Anderson Lloyd partner enjoys the win-win aspect of property law

Clare O'Shea talks tackling novel leasing queries in COVID-19 and the Commercial Bay project

Anderson Lloyd partner enjoys the win-win aspect of property law

Property law has long been an area of focus for Anderson Lloyd partner Clare O’Shea, who kicked off her legal career with a boutique property/commercial firm.

“I like the transactional side of property law and that there is a tangible aspect to it in that you can actually see the property that is being bought/sold or the premises being leased,” she explains. “It's also an area of law where there's (normally) not a winner and a loser. If all things go well, everyone at the end of a property transaction should be happy!”

O’Shea’s long career has seen her going places – she spent some time in Tokyo as a foreign legal associate at a leading Japanese firm, and was based out of Melbourne for more than seven years. She previously worked with an Australian Big Six firm, as well as with a top Auckland-based firm on her return to New Zealand.
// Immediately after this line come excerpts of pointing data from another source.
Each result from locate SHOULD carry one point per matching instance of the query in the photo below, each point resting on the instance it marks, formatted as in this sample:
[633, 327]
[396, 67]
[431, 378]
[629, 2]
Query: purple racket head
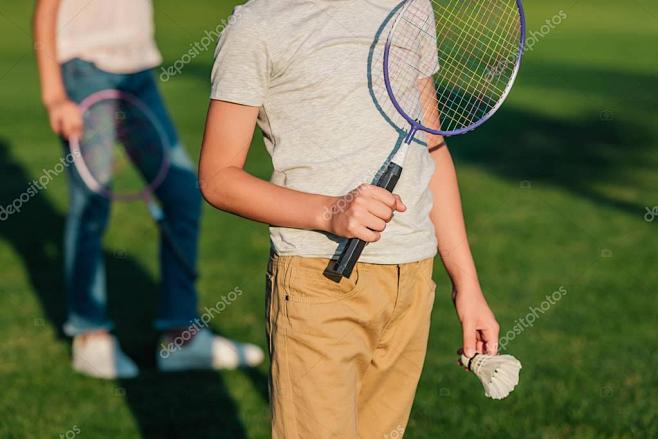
[122, 153]
[449, 64]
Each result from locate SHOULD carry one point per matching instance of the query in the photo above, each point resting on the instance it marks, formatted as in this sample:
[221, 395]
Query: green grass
[555, 190]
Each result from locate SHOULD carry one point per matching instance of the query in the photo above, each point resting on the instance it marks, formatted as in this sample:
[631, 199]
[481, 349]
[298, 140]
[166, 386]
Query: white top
[306, 65]
[116, 35]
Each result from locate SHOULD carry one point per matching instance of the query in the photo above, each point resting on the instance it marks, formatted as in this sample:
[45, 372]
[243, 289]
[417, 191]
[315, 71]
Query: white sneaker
[100, 356]
[207, 351]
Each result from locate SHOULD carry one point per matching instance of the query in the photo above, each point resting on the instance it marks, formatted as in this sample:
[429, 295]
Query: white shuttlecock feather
[499, 374]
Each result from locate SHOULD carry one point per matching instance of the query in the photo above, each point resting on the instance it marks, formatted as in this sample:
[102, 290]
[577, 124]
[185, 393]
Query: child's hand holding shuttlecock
[499, 374]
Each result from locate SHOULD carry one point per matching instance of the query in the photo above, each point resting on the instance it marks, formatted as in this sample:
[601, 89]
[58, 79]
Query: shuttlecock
[499, 374]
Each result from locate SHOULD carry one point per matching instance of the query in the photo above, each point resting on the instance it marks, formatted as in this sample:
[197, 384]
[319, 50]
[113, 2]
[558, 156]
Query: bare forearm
[236, 191]
[45, 45]
[448, 219]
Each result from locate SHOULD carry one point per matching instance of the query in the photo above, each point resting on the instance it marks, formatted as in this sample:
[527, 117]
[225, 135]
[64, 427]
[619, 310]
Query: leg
[322, 336]
[389, 384]
[85, 224]
[181, 202]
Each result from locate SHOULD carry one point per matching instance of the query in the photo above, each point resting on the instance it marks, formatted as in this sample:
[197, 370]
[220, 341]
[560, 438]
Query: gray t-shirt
[312, 68]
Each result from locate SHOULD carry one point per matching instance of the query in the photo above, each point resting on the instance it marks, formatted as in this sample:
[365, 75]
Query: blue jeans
[89, 212]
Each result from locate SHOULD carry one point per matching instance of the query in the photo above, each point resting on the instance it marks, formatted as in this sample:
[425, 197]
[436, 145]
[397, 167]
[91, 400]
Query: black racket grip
[352, 252]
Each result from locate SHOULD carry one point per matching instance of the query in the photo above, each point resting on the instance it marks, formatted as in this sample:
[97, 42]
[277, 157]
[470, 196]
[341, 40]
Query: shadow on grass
[179, 405]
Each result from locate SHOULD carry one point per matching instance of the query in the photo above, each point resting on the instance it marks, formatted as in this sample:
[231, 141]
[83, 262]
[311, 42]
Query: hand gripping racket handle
[350, 256]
She has gained a wealth of experience in matters involving retail, commercial, office, industrial and residential property. She has handled sales and acquisitions, development agreements, mixed use and large-scale developments, as well as subdivision-related issues such as unit titles and staged subdivisions.

However, an area of property law that O’Shea has become particularly passionate about is leasing – a field she focused on during her time in Australia and now in New Zealand.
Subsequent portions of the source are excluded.